The ratio of the radii of a planet and the earth is \( 1:2 \), the ratio of their mean densities is \( 4:1 \). If the acceleration due to gravity on the surface of the earth is \( 9.8 \, ms^{-2} \), then the acceleration due to gravity on the surface of the planet is?

• A. \( 4.9 \, ms^{-2} \)
• B. \( 8.9 \, ms^{-2} \)
• C. \( 29.4 \, ms^{-2} \)
• D. \( 19.6 \, ms^{-2} \)

Hint:

The acceleration due to gravity depends on both the radius and density of a celestial body. When comparing different planets, use the ratio formula \( g \propto \rho R \).

Answer 1

The Correct Option is D

The acceleration due to gravity on the surface of a planet is given by: \[ g = \frac{4}{3} \pi G \rho R \] where: - \( G \) is the gravitational constant, - \( \rho \) is the mean density of the planet, - \( R \) is the radius of the planet.
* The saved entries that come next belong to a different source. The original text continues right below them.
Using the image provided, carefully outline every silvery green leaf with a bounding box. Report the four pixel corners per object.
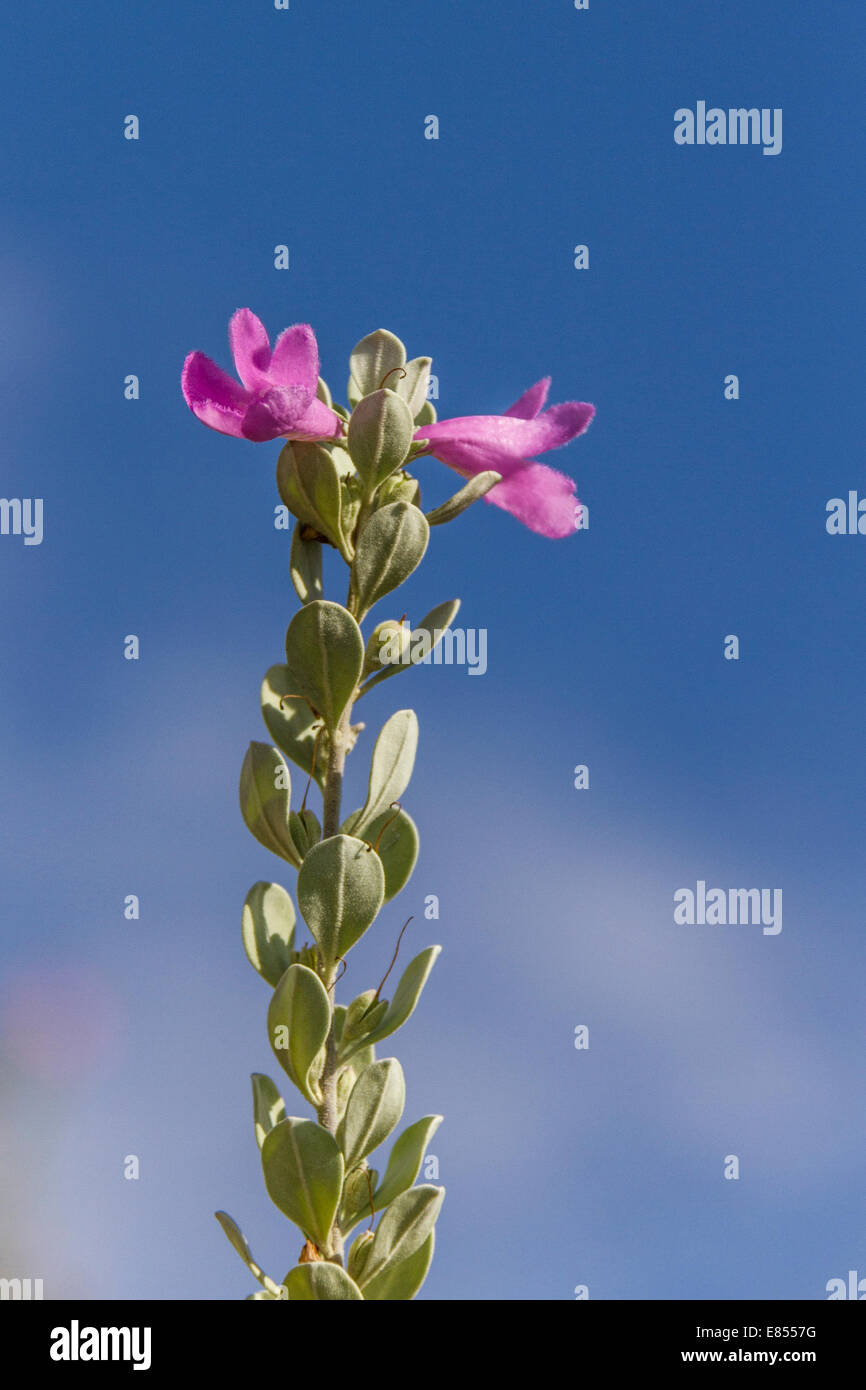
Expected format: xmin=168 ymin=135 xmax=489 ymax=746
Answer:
xmin=357 ymin=599 xmax=461 ymax=697
xmin=267 ymin=964 xmax=331 ymax=1106
xmin=339 ymin=1058 xmax=405 ymax=1169
xmin=316 ymin=377 xmax=333 ymax=408
xmin=239 ymin=743 xmax=300 ymax=867
xmin=297 ymin=834 xmax=385 ymax=970
xmin=346 ymin=1230 xmax=375 ymax=1285
xmin=342 ymin=989 xmax=389 ymax=1044
xmin=261 ymin=666 xmax=327 ymax=788
xmin=283 ymin=1262 xmax=364 ymax=1301
xmin=391 ymin=356 xmax=432 ymax=418
xmin=367 ymin=808 xmax=419 ymax=901
xmin=425 ymin=470 xmax=502 ymax=527
xmin=284 ymin=601 xmax=364 ymax=734
xmin=349 ymin=329 xmax=406 ymax=400
xmin=251 ymin=1073 xmax=287 ymax=1150
xmin=342 ymin=710 xmax=418 ymax=839
xmin=242 ymin=881 xmax=296 ymax=987
xmin=261 ymin=1118 xmax=344 ymax=1250
xmin=276 ymin=442 xmax=348 ymax=559
xmin=290 ymin=525 xmax=323 ymax=606
xmin=214 ymin=1211 xmax=282 ymax=1296
xmin=342 ymin=946 xmax=440 ymax=1060
xmin=357 ymin=1185 xmax=444 ymax=1291
xmin=362 ymin=1230 xmax=435 ymax=1301
xmin=247 ymin=1290 xmax=280 ymax=1300
xmin=372 ymin=1115 xmax=443 ymax=1211
xmin=288 ymin=808 xmax=321 ymax=860
xmin=378 ymin=472 xmax=421 ymax=507
xmin=340 ymin=1162 xmax=378 ymax=1233
xmin=414 ymin=398 xmax=437 ymax=427
xmin=351 ymin=503 xmax=429 ymax=619
xmin=347 ymin=390 xmax=415 ymax=495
Taking the ratio of gravitational accelerations of the planet (\( g_p \)) and earth (\( g_e \)): \[ \frac{g_p}{g_e} = \frac{\rho_p}{\rho_e} \times \frac{R_p}{R_e} \] Given: \[ \frac{R_p}{R_e} = \frac{1}{2}, \quad \frac{\rho_p}{\rho_e} = 4 \] \[ \frac{g_p}{g_e} = 4 \times \frac{1}{2} = 2 \] Since \( g_e = 9.8 \, ms^{-2} \), \[ g_p = 2 \times 9.8 = 19.6 \, ms^{-2} \] Thus, the acceleration due to gravity on the planet is \( 19.6 \, ms^{-2} \).